Under normal operating conditions, I have a tool that creates controlled pressure spikes in closed flow loop. My pressure transducer is rated to 10,000psi and under normal conditions can see as much as 6,500psi. The transducer is very sensitive in that when connected to the receiver, I can see as little as 1-2psi fluctuations. What I assume is that the transducer contains a resistor of sorts that will vary incoming voltage from the receiver (24.15, I know because I metered it). More pressure, more resistance. Right now the tool is in the flow loop around 3,600psi and I am seeing around 55psi variances when the tool "pulses".
We currently have a small module that plugs into the same cable the transducer does, and it simulates these "pulses" while outside the flow loop. The module reads voltages from the tool (5v on line 7 means tool in in talk mode, and a "pulse" is indicated by every time line 6 jumps from 0v to 5v), and voltages change in a very static way, not dynamic as it would be when plugged into the transducer which could read anything from 0-10,000psi. Here, voltage from the receiver (24.15v) drops to 21.27 (or close), just as it does when the transducer is plugged in. Again, I know this because I metered it. When the module sees 5v on line 7, it drops the 21.27v to 20.6v. When the receiver sees 20.6v it interoperates this as a few thousand psi and starts listening for "pulses". When the module sees the 5v pulses on line 6, it in turn drops the 20.6v to 20.45v which the receiver sees as 1 or 2 hundred psi spikes.
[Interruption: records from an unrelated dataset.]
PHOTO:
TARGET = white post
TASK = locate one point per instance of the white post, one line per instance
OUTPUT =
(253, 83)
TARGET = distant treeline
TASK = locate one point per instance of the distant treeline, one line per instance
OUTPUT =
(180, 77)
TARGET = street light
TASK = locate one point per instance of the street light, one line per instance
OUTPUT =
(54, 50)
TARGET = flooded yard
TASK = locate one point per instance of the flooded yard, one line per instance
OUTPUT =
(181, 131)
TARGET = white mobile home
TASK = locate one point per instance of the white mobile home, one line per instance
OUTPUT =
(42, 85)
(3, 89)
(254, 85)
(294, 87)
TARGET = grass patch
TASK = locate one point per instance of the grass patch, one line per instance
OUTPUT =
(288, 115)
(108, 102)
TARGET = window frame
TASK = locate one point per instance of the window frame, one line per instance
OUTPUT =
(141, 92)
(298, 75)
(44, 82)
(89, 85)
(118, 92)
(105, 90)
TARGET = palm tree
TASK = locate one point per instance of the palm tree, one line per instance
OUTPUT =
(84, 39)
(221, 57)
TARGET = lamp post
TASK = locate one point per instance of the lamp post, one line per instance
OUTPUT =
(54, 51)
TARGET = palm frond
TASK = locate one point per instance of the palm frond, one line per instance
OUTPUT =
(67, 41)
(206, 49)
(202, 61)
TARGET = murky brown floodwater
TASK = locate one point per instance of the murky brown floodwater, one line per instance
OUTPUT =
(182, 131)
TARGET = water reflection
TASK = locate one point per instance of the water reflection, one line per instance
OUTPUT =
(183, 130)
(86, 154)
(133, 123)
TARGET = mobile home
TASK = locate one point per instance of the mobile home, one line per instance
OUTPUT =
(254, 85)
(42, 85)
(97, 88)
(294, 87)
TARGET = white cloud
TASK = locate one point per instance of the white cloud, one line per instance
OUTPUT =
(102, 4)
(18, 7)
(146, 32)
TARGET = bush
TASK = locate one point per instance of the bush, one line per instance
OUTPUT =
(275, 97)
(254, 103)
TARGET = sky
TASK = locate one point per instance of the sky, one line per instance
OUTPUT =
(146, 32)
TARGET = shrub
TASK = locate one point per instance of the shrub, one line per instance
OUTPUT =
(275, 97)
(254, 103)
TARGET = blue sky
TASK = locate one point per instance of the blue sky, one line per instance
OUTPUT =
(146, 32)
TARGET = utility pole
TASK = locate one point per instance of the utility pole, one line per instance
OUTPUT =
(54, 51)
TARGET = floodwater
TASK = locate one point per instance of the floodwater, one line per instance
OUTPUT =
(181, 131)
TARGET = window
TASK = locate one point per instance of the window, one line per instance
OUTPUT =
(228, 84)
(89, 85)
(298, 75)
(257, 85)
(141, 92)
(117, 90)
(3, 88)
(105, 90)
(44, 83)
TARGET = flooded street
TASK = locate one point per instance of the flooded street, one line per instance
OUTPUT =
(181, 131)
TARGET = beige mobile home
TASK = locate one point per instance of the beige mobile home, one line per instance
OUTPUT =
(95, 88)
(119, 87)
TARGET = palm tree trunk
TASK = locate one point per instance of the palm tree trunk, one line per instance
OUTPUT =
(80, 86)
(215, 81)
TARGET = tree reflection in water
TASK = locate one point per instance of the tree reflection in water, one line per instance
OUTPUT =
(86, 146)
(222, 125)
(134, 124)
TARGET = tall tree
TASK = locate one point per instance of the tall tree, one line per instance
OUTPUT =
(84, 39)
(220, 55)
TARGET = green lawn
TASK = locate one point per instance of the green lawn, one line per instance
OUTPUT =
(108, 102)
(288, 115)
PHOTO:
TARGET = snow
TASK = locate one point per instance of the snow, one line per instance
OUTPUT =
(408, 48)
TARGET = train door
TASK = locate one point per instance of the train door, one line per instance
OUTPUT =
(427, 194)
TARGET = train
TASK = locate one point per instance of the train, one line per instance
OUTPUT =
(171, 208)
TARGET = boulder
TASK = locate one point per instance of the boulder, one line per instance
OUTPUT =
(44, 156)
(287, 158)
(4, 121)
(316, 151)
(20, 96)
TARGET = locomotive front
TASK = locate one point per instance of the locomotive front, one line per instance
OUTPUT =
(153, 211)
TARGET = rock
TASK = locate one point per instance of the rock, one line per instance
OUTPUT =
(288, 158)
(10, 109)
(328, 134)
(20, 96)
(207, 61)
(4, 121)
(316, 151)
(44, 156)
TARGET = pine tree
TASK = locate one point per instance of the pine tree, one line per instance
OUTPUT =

Think of line V on receiver as Vcc and line S as Gnd. Line V sends 24.15v out and obviously, without a transducer or test module plugged in, the circuit is open. When either is plugged in, a little resistance is added to the line which drops 24.15v to 21.27v, but the circuit is now closed and the receiver recognizes this. Apparently, the receiver is calibrated to see 21.27v as 0psi, or thereabouts. As voltage drops coming back to the receiver, it sees it as higher pressure. That is pretty much the breakdown of what is happening with everything talking to each other.
I know I can't run 20v into an Arduino. What I'm thinking I could do is use incoming events to trigger the Arduino to send voltage to a board that does have this higher voltage coming into it.
Ideally, there would be an IC or something that would allow me to do something like...
Pin 1 = V in (24.15v)
Pin 2 = Looks for 5v signal from Arduino
Pin 3 = Looks for 5v signal from Arduino
Pin 4 = V out (Pass through, no Arduino events, 24.15v goes out)
Pin 5 = V out (If signal on Pin 2, 24.15v goes out here instead of Pin 4)
Pin 6 = V out (If signal on Pin 3, 24.15v goes out here instead of Pin 5)
From there, I can apply resistance to the paths as need. The Arduino just triggers detours in the current.